A shortage of at least 500,000 poll workers nationwide means many voters could face long lines, cranky volunteers, polling places that don't open or close on schedule and the chance that results won't be known until long after the polls are closed.

Roughly 1.4 million people have been trained to serve as poll workers on Tuesday, about the same as four years ago, according to the U.S. Election Assistance Commission (search). But nearly 2 million will be needed to deal with expected heavy turnout, huge numbers of first-time voters and unfamiliar touch-screen machines in hundreds of counties.

Desperate for workers, the Election Assistance Commission urged businesses and federal agencies to give volunteers the day off with pay to staff the polls. But as the last deadline for training new workers passed Friday, critical shortages remained in many states.

"If the criminal justice system didn't have access to jurors, the criminal justice system wouldn't exist. Poll workers are just as important as jurors," said DeForest Soaries Jr., chairman of the EAC and former New Jersey secretary of state.

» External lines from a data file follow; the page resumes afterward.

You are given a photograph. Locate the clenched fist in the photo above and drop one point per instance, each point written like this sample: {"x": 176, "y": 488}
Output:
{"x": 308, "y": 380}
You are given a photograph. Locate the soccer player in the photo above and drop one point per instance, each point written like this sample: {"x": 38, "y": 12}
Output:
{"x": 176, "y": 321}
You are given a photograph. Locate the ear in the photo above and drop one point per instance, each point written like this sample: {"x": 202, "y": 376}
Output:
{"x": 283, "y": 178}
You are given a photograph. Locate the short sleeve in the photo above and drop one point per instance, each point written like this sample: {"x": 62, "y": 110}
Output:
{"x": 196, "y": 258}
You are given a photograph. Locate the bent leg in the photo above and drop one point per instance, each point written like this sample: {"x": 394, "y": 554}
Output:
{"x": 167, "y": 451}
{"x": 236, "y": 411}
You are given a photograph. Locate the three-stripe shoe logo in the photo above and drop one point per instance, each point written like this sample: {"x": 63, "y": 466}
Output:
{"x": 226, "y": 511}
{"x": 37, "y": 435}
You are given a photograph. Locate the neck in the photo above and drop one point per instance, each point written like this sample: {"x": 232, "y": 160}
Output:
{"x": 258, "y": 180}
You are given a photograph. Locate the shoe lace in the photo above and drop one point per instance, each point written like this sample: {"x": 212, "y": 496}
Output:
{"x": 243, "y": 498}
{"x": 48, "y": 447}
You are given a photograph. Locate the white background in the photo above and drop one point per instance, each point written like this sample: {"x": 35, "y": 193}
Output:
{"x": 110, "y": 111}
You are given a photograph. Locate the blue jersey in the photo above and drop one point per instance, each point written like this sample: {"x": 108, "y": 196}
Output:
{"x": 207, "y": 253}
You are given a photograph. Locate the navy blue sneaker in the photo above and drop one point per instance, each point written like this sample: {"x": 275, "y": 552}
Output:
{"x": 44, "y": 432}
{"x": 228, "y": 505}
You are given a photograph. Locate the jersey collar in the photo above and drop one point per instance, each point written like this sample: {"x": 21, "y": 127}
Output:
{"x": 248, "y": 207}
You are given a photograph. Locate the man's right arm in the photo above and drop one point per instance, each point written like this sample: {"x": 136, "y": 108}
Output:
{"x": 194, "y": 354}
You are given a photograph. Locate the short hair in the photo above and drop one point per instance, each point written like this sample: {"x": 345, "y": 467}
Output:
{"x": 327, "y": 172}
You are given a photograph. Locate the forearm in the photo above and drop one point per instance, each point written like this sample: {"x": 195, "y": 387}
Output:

The shortage is acute in urban areas where workers should be able to speak multiple languages. Soaries is most worried about New York City, Washington, St. Louis, Chicago and Los Angeles.

Election officials also are struggling to motivate volunteers: For every three poll workers trained, only two show up on election day.

And in Los Angeles County, Registrar Connie McCormack estimates that one-third of the county's past volunteers don't return for a second election. In March 2002, 125 precincts opened late because no workers were available. The county, the nation's largest, tapped business owners, county workers, leaders of ethnic groups and even high schoolers to find the 25,000 poll workers it will need Tuesday.

This summer, the EAC launched a recruiting drive among federal workers, but of the 100,000 U.S. Department of Agriculture employees who received an e-mail Oct. 21 asking them to volunteer, only 14 signed up.

A looming threat for future elections, officials say, is that the most reliable volunteers are retirees. The EAC estimates that the average poll worker is 72 years old.

"I don't want to sound crass, but poll workers are passing on," said Michael Sciortino, president of the Ohio Association of Election Officials and director of the Mahoning County Board of Elections.

"Where's the next generation of poll workers?" asked Kay J. Maxwell, president of the U.S. League of Women Voters. "We need passion about this whole process and civic participation."

Florida, Arizona, Nevada and other Sunshine Belt states with low costs of living and plentiful housing have an ample supply of retirees. But their exodus drained the Eastern seaboard and upper Midwest of knowledgeable volunteers.

Election officials in Indiana wooed union members and unemployed factory workers with stipends of $75 for rank-and-file poll workers and $150 for precinct leaders. Kentucky officials asked sheriffs and judges to enlist volunteers and even recruited at summer festivals. A new Ohio law gives state and local government employees a paid day off to work the polls.

New York City pays among the best — up to $300 for a day's work at the polls. But the shift typically lasts from 5 a.m. until the polls close and votes are counted.

In California's San Luis Obispo County, Clerk-Recorder Julie Rodewald was able to get a raise for poll workers — to $97, plus $10 for attending a three-hour training course. She also created split shifts and flex time — a nod to stay-at-home parents who told her they could volunteer only during school hours.